Hi everyone,
Garrison Keillor’s reports from Lake Woebegone are gorgeous examples of writing by association. One subject leads to another and that to another until the writer and reader find themselves miles from where they began until, in the hands of a master like Keillor, everyone winds up back home.
Association routinely occurs in our own conversations. We start to tell something to a friend — say, crows in the yard. We hardly finish the first sentence before the friend leaps in with a story that your subject brings to mind — perhaps, the nursery rhyme, “Four and twenty blackbirds baked in a pie.” The friend interrupts himself with a different story, inspired by association with the first. That often leads to another and another until the first speaker can no longer find a way to finish what he began. The subject is now about Julia Child’s kitchen in the Smithsonian. There’s no way to get back to crows unless you’re as gifted as a Keillor. That form of association can be annoying or entertaining, depending on your frame of mind.
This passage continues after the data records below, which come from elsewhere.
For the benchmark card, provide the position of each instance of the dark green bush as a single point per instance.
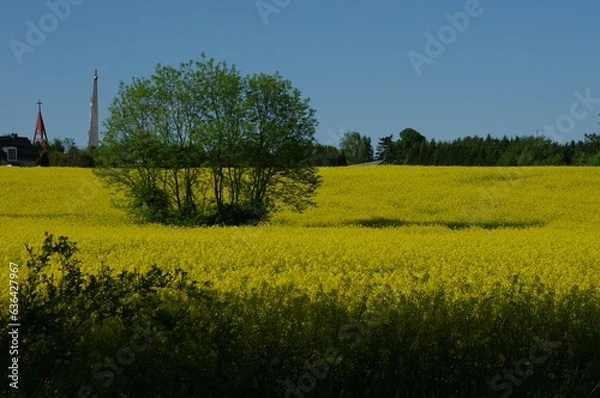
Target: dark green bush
(160, 334)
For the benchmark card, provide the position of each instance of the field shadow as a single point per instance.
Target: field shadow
(388, 222)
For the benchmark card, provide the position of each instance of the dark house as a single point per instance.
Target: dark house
(18, 151)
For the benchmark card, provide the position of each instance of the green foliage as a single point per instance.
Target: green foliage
(157, 333)
(356, 147)
(412, 148)
(211, 143)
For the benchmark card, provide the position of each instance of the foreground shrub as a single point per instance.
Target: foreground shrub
(159, 334)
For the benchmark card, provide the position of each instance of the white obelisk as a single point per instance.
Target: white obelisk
(93, 133)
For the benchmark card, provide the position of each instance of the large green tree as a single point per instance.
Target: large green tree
(202, 144)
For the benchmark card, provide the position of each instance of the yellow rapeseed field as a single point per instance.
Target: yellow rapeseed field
(376, 231)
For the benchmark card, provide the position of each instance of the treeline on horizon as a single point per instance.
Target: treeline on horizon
(411, 148)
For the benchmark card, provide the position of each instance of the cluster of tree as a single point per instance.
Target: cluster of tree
(354, 148)
(200, 144)
(412, 148)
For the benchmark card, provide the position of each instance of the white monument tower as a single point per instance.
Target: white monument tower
(93, 133)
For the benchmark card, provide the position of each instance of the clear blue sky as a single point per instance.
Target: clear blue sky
(512, 70)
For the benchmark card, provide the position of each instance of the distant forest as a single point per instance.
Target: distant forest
(412, 148)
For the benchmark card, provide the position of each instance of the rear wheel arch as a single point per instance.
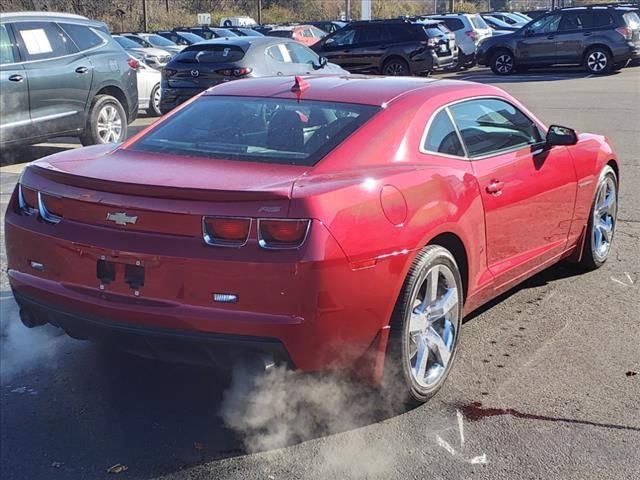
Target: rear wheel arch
(455, 245)
(116, 93)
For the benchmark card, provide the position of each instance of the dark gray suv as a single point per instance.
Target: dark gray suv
(61, 75)
(599, 38)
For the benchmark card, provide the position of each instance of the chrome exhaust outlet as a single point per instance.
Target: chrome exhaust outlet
(29, 320)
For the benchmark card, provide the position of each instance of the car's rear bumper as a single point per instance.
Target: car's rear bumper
(173, 97)
(312, 302)
(174, 345)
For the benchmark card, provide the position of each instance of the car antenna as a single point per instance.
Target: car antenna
(299, 86)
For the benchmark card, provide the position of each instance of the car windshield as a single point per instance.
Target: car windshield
(191, 37)
(126, 43)
(256, 129)
(159, 41)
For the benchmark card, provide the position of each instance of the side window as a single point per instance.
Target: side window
(575, 21)
(453, 24)
(42, 40)
(84, 37)
(279, 53)
(342, 38)
(7, 54)
(442, 136)
(300, 54)
(491, 126)
(399, 33)
(546, 24)
(602, 18)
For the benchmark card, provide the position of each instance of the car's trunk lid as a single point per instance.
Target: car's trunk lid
(165, 194)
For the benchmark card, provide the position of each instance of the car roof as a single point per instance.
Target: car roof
(50, 16)
(360, 89)
(243, 42)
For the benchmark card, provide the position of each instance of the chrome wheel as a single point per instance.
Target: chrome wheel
(156, 100)
(109, 126)
(433, 326)
(604, 218)
(395, 69)
(504, 63)
(597, 61)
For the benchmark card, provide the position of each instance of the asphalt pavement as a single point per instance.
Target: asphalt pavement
(546, 386)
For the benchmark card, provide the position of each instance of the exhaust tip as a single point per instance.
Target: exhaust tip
(29, 320)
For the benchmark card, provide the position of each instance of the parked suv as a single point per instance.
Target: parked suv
(61, 75)
(390, 47)
(600, 38)
(469, 30)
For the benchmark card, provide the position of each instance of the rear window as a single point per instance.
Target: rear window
(265, 130)
(478, 22)
(632, 19)
(214, 53)
(281, 33)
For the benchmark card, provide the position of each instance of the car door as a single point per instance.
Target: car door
(15, 121)
(573, 31)
(59, 77)
(338, 48)
(537, 44)
(528, 191)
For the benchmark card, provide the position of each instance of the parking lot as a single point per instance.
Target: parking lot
(546, 385)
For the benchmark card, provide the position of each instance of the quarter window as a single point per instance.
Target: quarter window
(492, 126)
(442, 136)
(82, 36)
(41, 40)
(546, 24)
(301, 54)
(6, 47)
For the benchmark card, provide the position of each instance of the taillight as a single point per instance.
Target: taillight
(27, 200)
(625, 32)
(234, 72)
(226, 231)
(168, 72)
(282, 234)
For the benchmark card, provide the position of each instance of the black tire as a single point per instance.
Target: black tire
(502, 62)
(400, 375)
(598, 61)
(395, 67)
(593, 257)
(92, 135)
(154, 103)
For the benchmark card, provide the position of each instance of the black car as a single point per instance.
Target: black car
(63, 75)
(600, 38)
(219, 60)
(208, 32)
(390, 47)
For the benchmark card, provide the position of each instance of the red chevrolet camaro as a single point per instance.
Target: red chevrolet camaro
(320, 223)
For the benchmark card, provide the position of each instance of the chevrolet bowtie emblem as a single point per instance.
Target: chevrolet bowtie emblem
(121, 218)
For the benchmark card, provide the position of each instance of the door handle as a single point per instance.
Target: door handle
(495, 187)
Association can also be put to work by any writer who picks up a pen, taps his teeth with it, and ponders what to write about today. At workshops I sometimes ask writers (or students) to write down a word and list below it ten other words or subjects that the word brings to mind. Next, pick a word from the list of ten, use it to start a second list, and again jot down ten words or subjects that you associate with the second word. Not satisfied yet? Choose something from the second list and make a third one. When you read what you’ve placed on the third list, you may be surprised at how far you’ve drifted from the first word you chose. That’s association. It’s also now a list of thirty possible ideas to get you started on something to write. The whole exercise doesn’t take any longer than to get from crows in the yard to Julia Child’s kitchen. And like good stretch socks, the subjects can fit a lot of needs: a poem, a story, or maybe a whole book.